Your endpoint will look something like:
https://edge.sitecorecloud.io/api/graphql/v1
For local JSS development, it's typically:
https://<your-sc-instance>/sitecore/api/graph/edge
Pass your API key as a header:
sc_apikey: {YOUR-API-KEY}
You can test queries using the built-in GraphQL IDE at /ui/ide on your Sitecore instance think of it as Postman for your content graph.
Your First GraphQL Query
Let's fetch a simple page item. Here's what a basic query looks like:
{
item(path: "/sitecore/content/Home", language: "en") {
id
name
fields {
name
value
}
}
}
This returns the item ID, name, and all field name-value pairs. Clean. Direct. No extra baggage.
Querying Specific Fields
Fetching all fields is useful for exploration, but in production you want precision. Query only what the component actually needs:
{
item(path: "/sitecore/content/Home/About", language: "en") {
id
name
pageTitle: field(name: "Title") {
value
}
heroImage: field(name: "HeroImage") {
value
... on ImageField {
src
alt
width
height
}
}
}
}
Key things happening here:
- Aliases (page title, hero image) make the response easier to destructure in your front-end code
- Inline fragments (on image field) let you type-check and access media-specific properties
- You're pulling only what you render nothing more
Querying Children and Multi-Level Trees
One of GraphQL's biggest wins over REST is tree traversal without multiple round trips.
Code Example:
{
item(path: "/sitecore/content/Blog", language: "en") {
children {
results {
id
name
blogTitle: field(name: "Title") { value }
publishDate: field(name: "PublishDate") { value }
author: field(name: "Author") { value }
}
}
}
}
This fetches all direct children of your Blog item with their relevant fields in one query. No N+1 problem. No looping REST calls.
Using Variables for Reusable Queries
Hardcoding paths and languages is a shortcut that breaks in scale. Use variables to keep queries reusable:
Code Example:
query GetPage($path: String!, $language: String!) {
item(path: $path, language: $language) {
id
name
pageTitle: field(name: "Title") { value }
body: field(name: "Body") { value }
}
}
Pass variables separately in your request body:
Code Example:
{
"query": "...",
"variables": {
"path": "/sitecore/content/Home",
"language": "en"
}
}
This pattern maps cleanly to component-level data fetching in frameworks like Next.js or Astro.
Querying with Filters and Pagination
For content lists: blogs, products, news you'll need filtering and pagination:
Code Example:
{
search(
where: {
AND: [
{ name: "_templates", value: "{TEMPLATE-GUID}" }
{ name: "_language", value: "en" }
]
}
first: 10
after: "cursor-value-here"
) {
total
pageInfo {
hasNextPage
endCursor
}
results {
id
name
field(name: "Title") { value }
}
}
}
A few things to note:
- first and after implement cursor-based pagination more reliable than offset for live content
- Template GUIDs are your content type filters
- pageInfo gives you the cursor for the next page, so you can wire up infinite scroll or "Load More" without effort
Best Practices for Production-Ready Queries
Keep queries component scoped.

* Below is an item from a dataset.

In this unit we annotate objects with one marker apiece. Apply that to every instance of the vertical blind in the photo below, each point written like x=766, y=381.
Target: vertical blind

Each component should own its data query. This makes caching predictable and debugging straightforward.
Use fragments for shared field sets. If multiple components need the same base fields, define a fragment once and reuse it:
Code Example:
fragment CorePageFields on Item {
id
name
field(name: "Title") { value }
}
Cache at the edge. Experience Edge caches responses at the CDN layer. Structure queries to align with your cache invalidation strategy, avoid mixing volatile and stable data in the same query.
Always specify language. Sitecore is multilingual by design. Omitting the language parameter can return unexpected results across environments.
Validate with the IDE before shipping. The GraphQL IDE catches schema mismatches and missing fields early use it as part of your local dev loop, not just for exploration.
Avoid deeply nested queries where possible. Each nesting level adds query complexity. Flatten where you can and lean on fragments to stay readable.
Wrapping Up
By leveraging Sitecore GraphQL API for your front ends, not only do you benefit from better data fetching but also from new approaches towards content architecture. With queries made concise and fragmentations reusable, along with built-in edge caching, your work becomes both simpler and more efficient.